Le télésuivi permet de recueillir des données de santé au domicile des patients au moyen de leurs dispositifs médicaux qui les collectent pour les transmettre aux professionnels de santé avec le consentement informé des patients. Sa mise en place requière une collaboration active des professionnels de santé, des fabricants de dispositifs médicaux, des éditeurs de logiciels, ainsi que des professionnels de l’IoT qui apportent une expertise pour l’interopérabilité de l’ensemble des solutions.

Dans le cas de l’apnée du sommeil, les prestataires de santé à domicile perçoivent le télésuivi comme « un pas de plus en faveur de l’observance des patients et donc vers l’amélioration de leur qualité de vie et la réduction des complications et des accidents liés au syndrome d’apnée du sommeil ». En effet, adopter l’appareil de PPC est compliqué : les patients rencontrent souvent des difficultés pour l’installation de leurs masques, lesquels entraînent des sécheresses ou des marques rouges pouvant conduire les patients à abandonner leur traitement.

Le télésuivi permet aux professionnels de santé de mieux suivre et conseiller leurs patients. Ceux-ci sont également majoritairement (74%) en faveur du télésuivi selon une enquête menée par l’Alliance apnées du sommeil et la Fédération française des associations et amicales de malades insuffisants ou handicapés respiratoires (FFAAIR). Le télésuivi est bénéfique pour l’ensemble des parties prenantes car il favorise la personnalisation du traitement des patients et l’optimisation des processus professionnels des prestataires de santé, ce qui conduit à une diminution des dépenses publiques de l’ordre de 10%.

La procédure d’édiction de la nouvelle nomenclature

L’arrêté du 16 décembre 2017 est le dernier épisode, à ce jour, d’une saga juridique. Déjà en 2013 un arrêté prévoyait le conditionnement du remboursement du patient à une utilisation effective de l’appareil. En 2014 le Conseil d’État a annulé l’arrêté au motif que « la loi n’avait pas donné compétence aux ministres pour subordonner, par voie d’arrêté, le remboursement du dispositif PPC à une condition d’utilisation effective par le patient ».

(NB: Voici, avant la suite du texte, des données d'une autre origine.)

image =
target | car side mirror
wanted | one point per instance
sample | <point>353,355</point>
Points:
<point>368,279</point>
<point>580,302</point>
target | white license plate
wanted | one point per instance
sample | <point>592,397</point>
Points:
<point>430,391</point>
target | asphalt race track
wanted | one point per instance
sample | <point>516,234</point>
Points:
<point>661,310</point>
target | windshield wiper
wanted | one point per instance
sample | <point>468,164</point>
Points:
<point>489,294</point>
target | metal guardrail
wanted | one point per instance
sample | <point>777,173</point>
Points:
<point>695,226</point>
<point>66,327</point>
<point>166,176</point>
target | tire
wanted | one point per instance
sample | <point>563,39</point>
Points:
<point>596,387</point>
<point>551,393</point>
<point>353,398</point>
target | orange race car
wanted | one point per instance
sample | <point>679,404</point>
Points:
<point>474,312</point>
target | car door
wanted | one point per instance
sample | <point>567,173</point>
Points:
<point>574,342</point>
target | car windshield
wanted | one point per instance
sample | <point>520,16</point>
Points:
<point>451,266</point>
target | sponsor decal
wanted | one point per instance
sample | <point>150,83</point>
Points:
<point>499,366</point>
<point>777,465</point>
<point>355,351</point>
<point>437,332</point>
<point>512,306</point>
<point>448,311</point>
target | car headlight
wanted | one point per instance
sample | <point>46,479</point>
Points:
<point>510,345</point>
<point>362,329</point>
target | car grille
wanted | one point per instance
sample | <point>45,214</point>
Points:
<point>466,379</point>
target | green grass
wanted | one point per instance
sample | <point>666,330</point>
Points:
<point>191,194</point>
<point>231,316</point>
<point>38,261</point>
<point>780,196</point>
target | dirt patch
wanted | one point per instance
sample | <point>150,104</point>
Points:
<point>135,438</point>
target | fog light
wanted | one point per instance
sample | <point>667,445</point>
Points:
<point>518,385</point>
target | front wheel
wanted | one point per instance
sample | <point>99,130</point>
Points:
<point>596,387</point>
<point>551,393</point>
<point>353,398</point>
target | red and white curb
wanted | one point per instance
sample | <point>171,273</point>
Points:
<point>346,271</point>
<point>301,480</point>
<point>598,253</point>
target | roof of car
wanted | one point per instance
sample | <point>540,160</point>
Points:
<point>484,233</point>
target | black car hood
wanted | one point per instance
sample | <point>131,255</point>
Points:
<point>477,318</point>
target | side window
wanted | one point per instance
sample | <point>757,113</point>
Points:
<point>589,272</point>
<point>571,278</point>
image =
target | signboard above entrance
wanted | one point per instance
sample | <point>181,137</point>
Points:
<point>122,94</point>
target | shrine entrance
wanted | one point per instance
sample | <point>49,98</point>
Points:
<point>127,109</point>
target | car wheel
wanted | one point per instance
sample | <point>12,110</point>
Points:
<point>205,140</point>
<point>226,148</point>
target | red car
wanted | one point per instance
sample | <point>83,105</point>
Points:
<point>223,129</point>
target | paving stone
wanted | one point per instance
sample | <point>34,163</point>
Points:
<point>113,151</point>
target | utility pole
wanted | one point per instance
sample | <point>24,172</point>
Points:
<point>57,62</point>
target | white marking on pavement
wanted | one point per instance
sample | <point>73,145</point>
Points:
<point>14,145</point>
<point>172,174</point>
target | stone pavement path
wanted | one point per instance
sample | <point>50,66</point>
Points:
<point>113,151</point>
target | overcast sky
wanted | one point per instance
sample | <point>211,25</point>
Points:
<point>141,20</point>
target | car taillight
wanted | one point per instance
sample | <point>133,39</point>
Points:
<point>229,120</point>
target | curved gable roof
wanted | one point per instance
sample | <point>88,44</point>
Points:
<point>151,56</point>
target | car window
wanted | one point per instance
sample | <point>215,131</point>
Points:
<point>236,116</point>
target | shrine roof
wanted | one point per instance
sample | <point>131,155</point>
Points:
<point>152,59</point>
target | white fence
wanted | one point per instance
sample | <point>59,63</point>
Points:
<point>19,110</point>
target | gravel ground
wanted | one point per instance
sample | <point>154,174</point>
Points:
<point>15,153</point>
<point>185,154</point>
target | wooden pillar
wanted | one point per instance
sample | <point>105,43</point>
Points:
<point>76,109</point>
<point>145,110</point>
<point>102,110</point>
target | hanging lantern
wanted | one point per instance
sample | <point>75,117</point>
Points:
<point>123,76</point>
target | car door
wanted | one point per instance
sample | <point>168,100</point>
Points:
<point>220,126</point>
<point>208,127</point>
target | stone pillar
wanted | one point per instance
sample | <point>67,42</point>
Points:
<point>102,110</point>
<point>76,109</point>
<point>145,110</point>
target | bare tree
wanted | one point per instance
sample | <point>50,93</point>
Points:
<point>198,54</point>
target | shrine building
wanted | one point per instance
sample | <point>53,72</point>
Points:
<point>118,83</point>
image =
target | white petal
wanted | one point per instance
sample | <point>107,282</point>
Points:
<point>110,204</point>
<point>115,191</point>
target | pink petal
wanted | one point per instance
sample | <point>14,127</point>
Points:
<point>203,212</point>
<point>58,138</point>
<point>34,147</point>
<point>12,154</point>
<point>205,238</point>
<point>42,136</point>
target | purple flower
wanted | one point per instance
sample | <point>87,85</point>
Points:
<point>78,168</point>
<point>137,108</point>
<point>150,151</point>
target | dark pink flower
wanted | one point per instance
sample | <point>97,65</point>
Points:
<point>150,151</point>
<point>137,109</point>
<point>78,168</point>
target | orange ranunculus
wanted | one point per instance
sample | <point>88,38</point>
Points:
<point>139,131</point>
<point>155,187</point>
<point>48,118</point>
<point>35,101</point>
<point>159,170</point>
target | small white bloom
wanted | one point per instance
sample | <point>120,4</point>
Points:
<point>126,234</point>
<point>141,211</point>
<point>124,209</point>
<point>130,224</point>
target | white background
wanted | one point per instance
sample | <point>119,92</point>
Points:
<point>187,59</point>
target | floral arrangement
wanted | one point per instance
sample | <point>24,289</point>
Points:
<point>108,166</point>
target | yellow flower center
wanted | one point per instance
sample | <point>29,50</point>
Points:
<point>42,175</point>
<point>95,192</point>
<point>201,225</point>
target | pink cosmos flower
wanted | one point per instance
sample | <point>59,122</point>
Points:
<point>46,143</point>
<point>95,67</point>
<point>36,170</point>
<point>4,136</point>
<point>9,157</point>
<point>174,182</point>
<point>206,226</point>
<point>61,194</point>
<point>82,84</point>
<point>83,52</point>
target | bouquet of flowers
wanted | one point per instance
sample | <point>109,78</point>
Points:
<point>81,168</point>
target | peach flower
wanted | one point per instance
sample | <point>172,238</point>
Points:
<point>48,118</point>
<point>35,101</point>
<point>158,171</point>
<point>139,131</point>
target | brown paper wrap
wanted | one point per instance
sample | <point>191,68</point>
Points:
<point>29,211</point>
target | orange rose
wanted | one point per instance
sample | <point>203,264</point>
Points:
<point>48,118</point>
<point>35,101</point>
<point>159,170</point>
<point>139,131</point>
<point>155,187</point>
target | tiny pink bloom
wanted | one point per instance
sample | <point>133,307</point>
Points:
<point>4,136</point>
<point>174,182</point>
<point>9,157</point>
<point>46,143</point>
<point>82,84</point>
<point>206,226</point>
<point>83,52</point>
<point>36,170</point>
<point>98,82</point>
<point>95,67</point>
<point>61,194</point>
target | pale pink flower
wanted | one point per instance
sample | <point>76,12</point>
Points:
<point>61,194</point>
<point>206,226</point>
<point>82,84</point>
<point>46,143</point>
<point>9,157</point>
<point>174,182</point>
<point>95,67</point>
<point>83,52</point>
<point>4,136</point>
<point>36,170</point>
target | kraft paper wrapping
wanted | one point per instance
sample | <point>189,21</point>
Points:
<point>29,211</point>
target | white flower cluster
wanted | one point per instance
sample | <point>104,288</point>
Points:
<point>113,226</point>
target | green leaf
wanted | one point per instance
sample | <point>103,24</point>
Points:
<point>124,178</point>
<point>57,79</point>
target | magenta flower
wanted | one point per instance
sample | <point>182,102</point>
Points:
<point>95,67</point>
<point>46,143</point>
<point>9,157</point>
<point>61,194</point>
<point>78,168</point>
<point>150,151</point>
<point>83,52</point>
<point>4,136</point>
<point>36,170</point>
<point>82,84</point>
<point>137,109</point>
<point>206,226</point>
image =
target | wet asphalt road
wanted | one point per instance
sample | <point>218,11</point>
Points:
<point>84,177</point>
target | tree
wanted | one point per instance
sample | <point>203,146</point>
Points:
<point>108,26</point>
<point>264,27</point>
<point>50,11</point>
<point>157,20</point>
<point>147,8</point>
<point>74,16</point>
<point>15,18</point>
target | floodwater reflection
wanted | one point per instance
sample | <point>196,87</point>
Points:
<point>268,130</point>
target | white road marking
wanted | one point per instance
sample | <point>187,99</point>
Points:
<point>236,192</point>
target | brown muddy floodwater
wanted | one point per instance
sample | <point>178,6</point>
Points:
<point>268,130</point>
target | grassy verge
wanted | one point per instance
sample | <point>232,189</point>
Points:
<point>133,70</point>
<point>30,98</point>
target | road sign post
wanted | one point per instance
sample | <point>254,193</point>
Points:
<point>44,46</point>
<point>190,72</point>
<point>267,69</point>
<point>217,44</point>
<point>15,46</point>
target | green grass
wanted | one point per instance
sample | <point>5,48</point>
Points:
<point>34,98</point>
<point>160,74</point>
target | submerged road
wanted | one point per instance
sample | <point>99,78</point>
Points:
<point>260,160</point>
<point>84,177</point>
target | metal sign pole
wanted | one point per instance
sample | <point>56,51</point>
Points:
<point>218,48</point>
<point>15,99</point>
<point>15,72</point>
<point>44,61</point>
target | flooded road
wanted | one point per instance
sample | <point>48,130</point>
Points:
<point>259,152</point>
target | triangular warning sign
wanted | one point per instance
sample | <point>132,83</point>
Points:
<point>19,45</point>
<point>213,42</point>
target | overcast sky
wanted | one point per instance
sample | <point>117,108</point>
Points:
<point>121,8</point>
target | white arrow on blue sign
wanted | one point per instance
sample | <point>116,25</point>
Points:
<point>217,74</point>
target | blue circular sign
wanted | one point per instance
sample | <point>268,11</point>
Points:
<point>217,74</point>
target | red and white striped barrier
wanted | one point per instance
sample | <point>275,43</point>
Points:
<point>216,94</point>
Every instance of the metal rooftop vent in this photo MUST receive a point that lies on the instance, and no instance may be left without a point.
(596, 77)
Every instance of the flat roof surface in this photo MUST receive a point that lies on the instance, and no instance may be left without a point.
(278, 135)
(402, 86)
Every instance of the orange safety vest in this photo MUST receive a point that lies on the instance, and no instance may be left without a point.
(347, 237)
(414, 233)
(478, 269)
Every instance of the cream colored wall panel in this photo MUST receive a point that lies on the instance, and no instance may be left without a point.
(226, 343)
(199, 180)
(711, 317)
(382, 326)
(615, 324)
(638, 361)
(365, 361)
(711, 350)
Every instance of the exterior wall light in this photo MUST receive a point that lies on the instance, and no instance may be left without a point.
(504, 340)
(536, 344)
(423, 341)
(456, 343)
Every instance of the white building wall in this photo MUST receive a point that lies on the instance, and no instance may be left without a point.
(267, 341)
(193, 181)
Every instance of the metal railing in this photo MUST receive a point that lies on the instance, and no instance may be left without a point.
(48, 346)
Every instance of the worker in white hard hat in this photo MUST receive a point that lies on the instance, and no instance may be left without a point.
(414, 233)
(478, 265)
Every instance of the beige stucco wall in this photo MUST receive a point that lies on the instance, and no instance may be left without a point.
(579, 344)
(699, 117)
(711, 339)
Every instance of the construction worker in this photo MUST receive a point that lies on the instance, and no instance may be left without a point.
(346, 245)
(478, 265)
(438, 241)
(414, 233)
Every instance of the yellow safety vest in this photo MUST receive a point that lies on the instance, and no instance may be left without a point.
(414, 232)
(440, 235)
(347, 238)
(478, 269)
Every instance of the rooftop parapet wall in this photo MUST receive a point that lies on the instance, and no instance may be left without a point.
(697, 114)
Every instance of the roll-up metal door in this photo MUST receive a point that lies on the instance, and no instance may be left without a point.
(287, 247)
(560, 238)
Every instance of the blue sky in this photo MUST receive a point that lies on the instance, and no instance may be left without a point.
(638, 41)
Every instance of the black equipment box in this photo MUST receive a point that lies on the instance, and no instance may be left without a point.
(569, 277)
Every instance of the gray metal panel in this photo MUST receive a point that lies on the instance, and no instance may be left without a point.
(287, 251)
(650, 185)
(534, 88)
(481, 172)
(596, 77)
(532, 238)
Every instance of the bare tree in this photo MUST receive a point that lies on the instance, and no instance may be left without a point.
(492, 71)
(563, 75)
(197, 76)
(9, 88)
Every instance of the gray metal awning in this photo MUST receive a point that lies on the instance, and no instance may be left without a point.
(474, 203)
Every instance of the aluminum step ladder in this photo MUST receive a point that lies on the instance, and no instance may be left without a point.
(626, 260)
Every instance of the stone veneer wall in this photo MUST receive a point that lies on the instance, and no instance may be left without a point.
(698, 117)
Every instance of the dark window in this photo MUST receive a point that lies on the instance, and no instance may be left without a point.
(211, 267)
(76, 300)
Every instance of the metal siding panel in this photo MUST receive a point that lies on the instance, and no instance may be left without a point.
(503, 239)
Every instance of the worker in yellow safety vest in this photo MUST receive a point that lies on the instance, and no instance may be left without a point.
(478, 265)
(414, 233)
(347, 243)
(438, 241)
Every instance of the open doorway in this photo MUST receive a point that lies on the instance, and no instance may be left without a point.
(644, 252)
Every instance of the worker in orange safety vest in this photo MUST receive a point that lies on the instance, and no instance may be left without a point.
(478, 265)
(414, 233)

La Haute juridiction administrative n’avait donc pas jugé le texte sur le fond. Le projet est revenu en 2017 après que le législateur lui a donné une base légale sur le fondement de la loi de financement de la sécurité sociale. Les pouvoirs publics ont tout de même revu leur copie afin prendre davantage en compte l’intérêt des patients et des professionnels de santé qui ont été associés à l’écriture de l’arrêté du 16 décembre 2017 par voie de concertation. Le nouveau schéma de remboursement présente désormais des garanties de pérennité permettant une meilleure organisation de l’écosystème industriel, prérequis indispensable de ce projet de santé connectée.


Le télésuivi de l’apnée du sommeil : un cas d’application emblématique

Les prestataires de santé à domicile fournissent aux patients des prestations d’assistance respiratoire, perfusion, nutrition et insulinothérapie. Le télésuivi d’autres pathologies respiratoires et des maladies chroniques nécessitant des équipements à domicile tel que le diabète bénéficierait également des avantages médico-économiques du télésuivi. C’est le sens des expérimentations proposées par la Direction Générale de l’Offre de Soins pour le remboursement de la télésurveillance de trois pathologies : insuffisance cardiaque, insuffisance respiratoire et insuffisance rénale. La santé connectée est l’une des réponses au futur de la santé publique : des soins mieux ciblés et moins coûteux, ainsi qu’une relation patient médecin enrichie.